DW África: É por isso, que se diz que é um resultado na base de eleitor mal-informado?
(FF) – Eu imagino que sim. Nós tivemos nessa eleição de 2018 um fenómeno que foi os grupos de WhatsApp. Nas eleições passadas já tínhamos esse medo que as redes sociais fossem protagonistas do debate público. Na eleição de 2014 não foi o caso. Mas na eleição de 2018 nós vimos que a maioria das pessoas se informou através de redes sociais, principalmente através de grupos de WhatsApp e nesses grupos, segundo jornalistas e empresas que investigam as redes sociais, muita informação falsa foi disseminada. Então as pessoas tomaram as decisões na base de informações completamente equivocadas, tanto a favor dos seus candidatos, como contra os opositores. Por isso, que eu acredito que esta eleição foi baseada em desinformação. Nós tivemos pesquisas de intenção de voto que não conseguiram abarcar a dimensão que a vitória de Bolsonaro teria. Todo mundo estava equivocado nesta eleição brasileira.
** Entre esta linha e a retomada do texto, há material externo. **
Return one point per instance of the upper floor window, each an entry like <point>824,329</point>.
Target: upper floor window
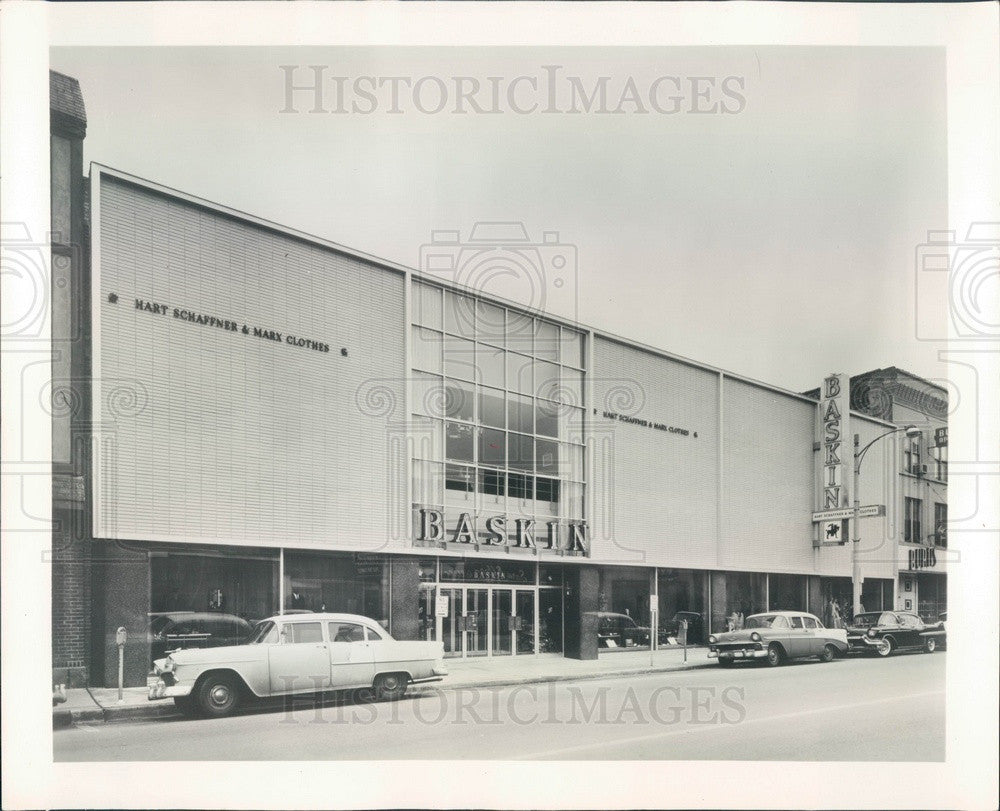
<point>939,454</point>
<point>941,524</point>
<point>912,508</point>
<point>911,455</point>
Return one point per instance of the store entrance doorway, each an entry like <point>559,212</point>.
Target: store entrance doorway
<point>486,620</point>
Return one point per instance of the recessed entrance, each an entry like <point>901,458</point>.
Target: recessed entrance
<point>490,620</point>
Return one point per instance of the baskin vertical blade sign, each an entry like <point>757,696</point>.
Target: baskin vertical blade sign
<point>834,415</point>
DW África: A julgar por esses resultados, podemos prever que esse populismo de direita vai vencer o segundo turno, marcado para o dia 28 de outubro?
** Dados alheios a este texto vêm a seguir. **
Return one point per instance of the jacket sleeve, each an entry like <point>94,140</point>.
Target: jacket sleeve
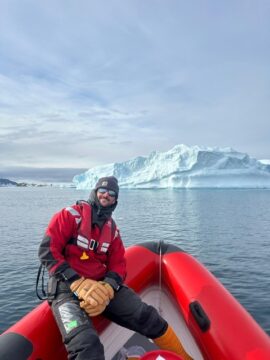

(FF) – Pelos resultados que tivemos na primeira volta, no domingo (08.10), tudo indica que sim. É claro que isso pode mudar. Alguma coisa pode mudar radicalmente nas três semanas até o segundo turno. Mas pelos número que temos agora, o Bolsonaro está muito perto de atingir os 50% e o opositor de Bolsonaro (Haddad) só ganha se herdar 100% dos votos dos candidatos derrotados na primeira volta, o que é muito difícil. Provavelmente teremos no segundo turno aumento de votos nulos e brancos e temos candidatos menores que se identificam mais com a direita, cujos votos devem migrar para Jair Bolsonaro. Então, matematicamente, ele tem chance de ser eleito.
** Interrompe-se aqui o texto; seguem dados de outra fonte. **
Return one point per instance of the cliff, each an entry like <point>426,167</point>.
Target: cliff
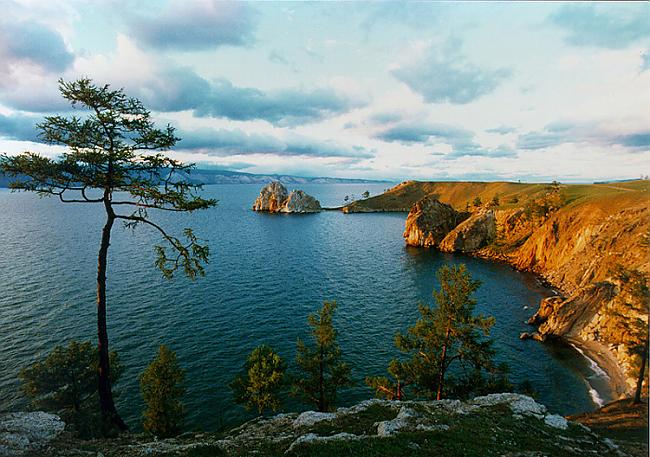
<point>494,425</point>
<point>274,198</point>
<point>572,236</point>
DW África – O que podemos prever para o futuro do Brasil se se confirmar Jair Bolsonaro como Presidente ?
(FF) – É uma coisa muito difícil de se prever. O discurso de Bolsonaro é muito acirrado, um discurso que divide muito as pessoas. Mesmo que ele não assuma explicitamente este discurso, mas os seus apoiantes têm esse discurso muito acirrado. É contra a comunidade LGBT, contra mulheres, contra feministas e tivemos nesta campanha Presidencial um número de ataques a jornalistas que foi muito mais alto do que em eleições passadas. Quer dizer, os ânimos estão muito mais acirrados e as pessoas estão muito mais dispostas a usar violência. Então, esse é um risco que os brasileiros correm. Um risco de que podemos ter menos liberdade de expressão e de imprensa porque as pessoas podem ser confrontadas violentamente se exercerem esse direito. Temos um risco de redução de direito de igualdade entre homens e mulheres, risco de perda de direitos para as pessoas mais pobres, para direitos trabalhistas (o próprio candidato já disse em entrevista que as pessoas têm que escolher se querem emprego ou direito), então está a dizer de antemão que está disposto a cortar direitos dessas pessoas.
E devemos ter um governo muito mais liberal devido às caraterísticas do super ministro de Bolsonaro, Paulo Guedes, que já disse que pretende privatizar muita coisa no Brasil, pretende flexibilizar a lei de trabalho, então vamos ter um Brasil… bem diferente do que temos em 2018.